If your stack already exports OTel spans natively, Braintrust accepts them directly via the OpenTelemetry integration with no conversion step needed.

The final output is all 1,781 sessions → 1,781 root spans in the Hugging Face topics Braintrust project.

The same cookbook also ships hf_bt_cookbook/import_dataset.py, which turns a Hugging Face dataset into a gradable Braintrust dataset if you want to run evals rather than analyze existing traces.

Once imported, every run is a row you can sort, filter, and slice on any metadata field: model, benchmark, harness, tokens, scores, duration. The Braintrust Logs view turns 1,781 opaque Hugging Face JSON files into a queryable table.

Braintrust Logs UI: every agent run as a filterable row with model, benchmark, tokens, scores and duration columns

Adding success scores as metadata

There was one problem with the dataset. Each benchmark grades against something hidden, like test cases, database state, or proprietary rubrics, but none of that was exported alongside the traces. Basically, the traces had info on the runs but not the verdicts.

Also, the error field in the original dataset is not a crash flag. It's a diagnostic string like "[N tool error(s) detected. Examples: ...]" that appears even when N=0. So the "error rate" is pretty meaningless here, which is exactly why a real success measure was necessary.

To fix this issue, we built an LLM-as-judge proxy to judge success rate of the task completion.

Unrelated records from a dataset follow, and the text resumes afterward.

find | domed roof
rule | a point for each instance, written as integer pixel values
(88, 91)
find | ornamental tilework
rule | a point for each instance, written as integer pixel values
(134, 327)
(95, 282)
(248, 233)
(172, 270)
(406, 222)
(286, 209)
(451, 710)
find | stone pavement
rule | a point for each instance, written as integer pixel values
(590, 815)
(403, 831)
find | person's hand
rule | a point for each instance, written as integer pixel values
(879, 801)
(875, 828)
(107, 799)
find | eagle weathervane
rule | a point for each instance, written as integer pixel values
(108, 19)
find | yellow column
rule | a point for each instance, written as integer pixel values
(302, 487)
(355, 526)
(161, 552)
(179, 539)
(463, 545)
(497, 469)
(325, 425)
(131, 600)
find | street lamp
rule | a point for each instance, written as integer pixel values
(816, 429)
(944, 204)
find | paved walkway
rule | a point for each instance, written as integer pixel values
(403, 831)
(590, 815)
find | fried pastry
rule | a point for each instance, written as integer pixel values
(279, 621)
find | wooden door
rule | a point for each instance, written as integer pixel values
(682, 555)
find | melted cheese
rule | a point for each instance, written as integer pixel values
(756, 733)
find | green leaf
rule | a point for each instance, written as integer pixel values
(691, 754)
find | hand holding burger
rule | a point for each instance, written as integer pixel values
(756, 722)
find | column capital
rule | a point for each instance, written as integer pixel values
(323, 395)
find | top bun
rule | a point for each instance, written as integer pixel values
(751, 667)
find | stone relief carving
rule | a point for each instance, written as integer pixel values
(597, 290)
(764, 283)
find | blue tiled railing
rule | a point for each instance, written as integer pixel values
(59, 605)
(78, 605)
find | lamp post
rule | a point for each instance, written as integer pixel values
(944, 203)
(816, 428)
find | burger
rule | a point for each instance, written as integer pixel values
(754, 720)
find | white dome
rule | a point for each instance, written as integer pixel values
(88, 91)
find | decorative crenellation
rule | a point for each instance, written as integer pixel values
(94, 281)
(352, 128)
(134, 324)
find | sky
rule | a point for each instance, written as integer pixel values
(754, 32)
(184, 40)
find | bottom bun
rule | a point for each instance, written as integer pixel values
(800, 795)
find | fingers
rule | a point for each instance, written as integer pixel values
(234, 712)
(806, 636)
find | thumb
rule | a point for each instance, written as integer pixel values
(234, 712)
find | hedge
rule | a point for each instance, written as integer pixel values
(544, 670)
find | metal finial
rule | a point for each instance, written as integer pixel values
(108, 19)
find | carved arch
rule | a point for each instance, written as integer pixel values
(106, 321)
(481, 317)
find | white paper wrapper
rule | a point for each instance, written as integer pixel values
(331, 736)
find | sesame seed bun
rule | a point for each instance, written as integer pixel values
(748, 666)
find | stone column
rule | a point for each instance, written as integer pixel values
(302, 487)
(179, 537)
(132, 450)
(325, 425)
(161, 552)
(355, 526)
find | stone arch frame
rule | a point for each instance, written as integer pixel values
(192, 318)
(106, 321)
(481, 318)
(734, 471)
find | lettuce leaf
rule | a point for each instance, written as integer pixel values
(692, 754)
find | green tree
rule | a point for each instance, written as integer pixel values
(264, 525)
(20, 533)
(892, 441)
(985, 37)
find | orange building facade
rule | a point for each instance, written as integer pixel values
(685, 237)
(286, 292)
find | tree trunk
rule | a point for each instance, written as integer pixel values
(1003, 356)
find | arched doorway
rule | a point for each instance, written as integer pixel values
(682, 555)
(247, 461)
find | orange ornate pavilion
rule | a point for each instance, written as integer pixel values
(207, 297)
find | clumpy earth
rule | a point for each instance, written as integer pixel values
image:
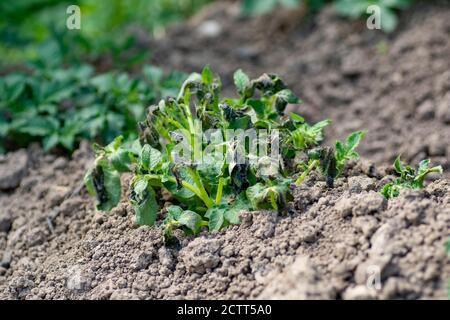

Essentially, for each of 1,781 runs, we extract the full final conversation (all tool calls, results, the agent's final message), feed gpt-4.1 the task, conversation, and a benchmark-specific grading rubric, and get back success (0/1), confidence (low/medium/high), and short reasoning (≤35 words).

Here's the prompt we used for our LLM-as-a-judge:

You grade whether an AI agent SUCCEEDED at a task, from its execution trace.
Task type: {benchmark description}
Grading rule: {benchmark-specific rubric}
You see the task and the agent's full final conversation incl real tool outputs.
Judge from visible verification; you may NOT have the official grader.
Be strict: ambiguous/unverified = 0.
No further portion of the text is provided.